PHILADELPHIA (WPVI) -- Our voice is so important for communication.
But we often take it for granted until it's not working well. In this week's Moves in Medicine, we learn how to better care for this important asset.
"My voice is, that's my bread and butter," said Amii Richardson of Germantown.
Richardson talks all day, in customer service for an energy efficiency program.
"I also work with landlords throughout the city, and property managers," she says.
In recent years, Richardson periodically lost her voice.
"I was almost whispering at certain times, because I could barely talk," she says.
It altered how she did business, making her self-conscious.
"I tried tea, I tried honey and lemon, anything and everything," she said.
"Probably one of the biggest groups is teachers. They are constantly using their voice," he said.

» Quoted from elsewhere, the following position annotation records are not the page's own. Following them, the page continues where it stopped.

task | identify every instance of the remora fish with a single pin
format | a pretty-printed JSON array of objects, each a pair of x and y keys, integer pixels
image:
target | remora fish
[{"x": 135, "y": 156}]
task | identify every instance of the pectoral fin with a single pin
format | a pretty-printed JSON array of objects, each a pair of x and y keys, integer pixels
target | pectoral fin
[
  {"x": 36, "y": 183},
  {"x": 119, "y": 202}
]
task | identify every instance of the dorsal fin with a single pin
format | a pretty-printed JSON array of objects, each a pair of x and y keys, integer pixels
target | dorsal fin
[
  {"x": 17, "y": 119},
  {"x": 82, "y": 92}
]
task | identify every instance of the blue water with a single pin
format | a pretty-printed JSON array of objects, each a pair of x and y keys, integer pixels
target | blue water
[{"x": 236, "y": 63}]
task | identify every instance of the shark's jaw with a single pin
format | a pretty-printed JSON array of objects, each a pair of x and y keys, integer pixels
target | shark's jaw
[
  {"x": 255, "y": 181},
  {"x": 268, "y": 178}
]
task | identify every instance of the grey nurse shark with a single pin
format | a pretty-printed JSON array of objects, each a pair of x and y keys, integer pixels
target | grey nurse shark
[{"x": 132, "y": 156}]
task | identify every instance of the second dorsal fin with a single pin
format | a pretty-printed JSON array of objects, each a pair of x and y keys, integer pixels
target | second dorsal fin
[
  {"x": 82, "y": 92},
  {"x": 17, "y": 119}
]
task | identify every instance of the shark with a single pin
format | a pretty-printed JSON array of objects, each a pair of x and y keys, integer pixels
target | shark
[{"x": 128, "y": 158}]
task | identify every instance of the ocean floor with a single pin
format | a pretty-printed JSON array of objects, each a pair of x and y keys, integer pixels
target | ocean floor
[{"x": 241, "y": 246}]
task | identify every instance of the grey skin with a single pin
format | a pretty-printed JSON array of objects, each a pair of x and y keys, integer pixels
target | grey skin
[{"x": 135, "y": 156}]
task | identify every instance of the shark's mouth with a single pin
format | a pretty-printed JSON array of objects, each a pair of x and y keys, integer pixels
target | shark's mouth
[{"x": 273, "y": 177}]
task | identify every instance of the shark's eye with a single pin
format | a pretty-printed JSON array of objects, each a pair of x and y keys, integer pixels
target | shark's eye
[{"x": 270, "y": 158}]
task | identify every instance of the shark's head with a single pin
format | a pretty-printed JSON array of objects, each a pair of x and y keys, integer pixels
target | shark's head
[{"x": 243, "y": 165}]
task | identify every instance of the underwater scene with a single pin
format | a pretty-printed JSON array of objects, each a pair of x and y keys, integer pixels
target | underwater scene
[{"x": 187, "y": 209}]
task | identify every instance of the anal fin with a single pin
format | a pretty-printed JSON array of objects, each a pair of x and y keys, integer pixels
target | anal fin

And they're often talking over students. But many people are guilty of other bad vocal habits like frequent throat-clearing, doing character voices, or having uncontrolled acid reflux or allergies.
Dr. Soliman's team uses special imaging techniques to spot subtle abnormalities in the vocal cords.
"Depending on what we find, sometimes surgery is required, sometimes it's voice therapy," he said.
Tests showed Richardson had nodules.
"It's like a thickening on the vocal folds," said speech pathologist Liane McCarroll, CCC-SLP
"The vocal cords weren't quite closing together the way they should," said Richardson.
Fortunately, vocal therapy with McCarroll is helping Richardson. McCarroll teaches patients to use their voices smarter.
"Some people strain and push from here instead of using the breath support," said McCarroll.
Also drink plenty of water, limit caffeine and alcohol, and don't smoke or vape, if you want to avoid re-injury.
"If you don't change those habits that caused it, it can come back," said McCarroll.
"We always say our patients are vocal athletes," said Dr. Soliman.
The Temple team has another favorite saying, treat your voice like money only give it to those who deserve it.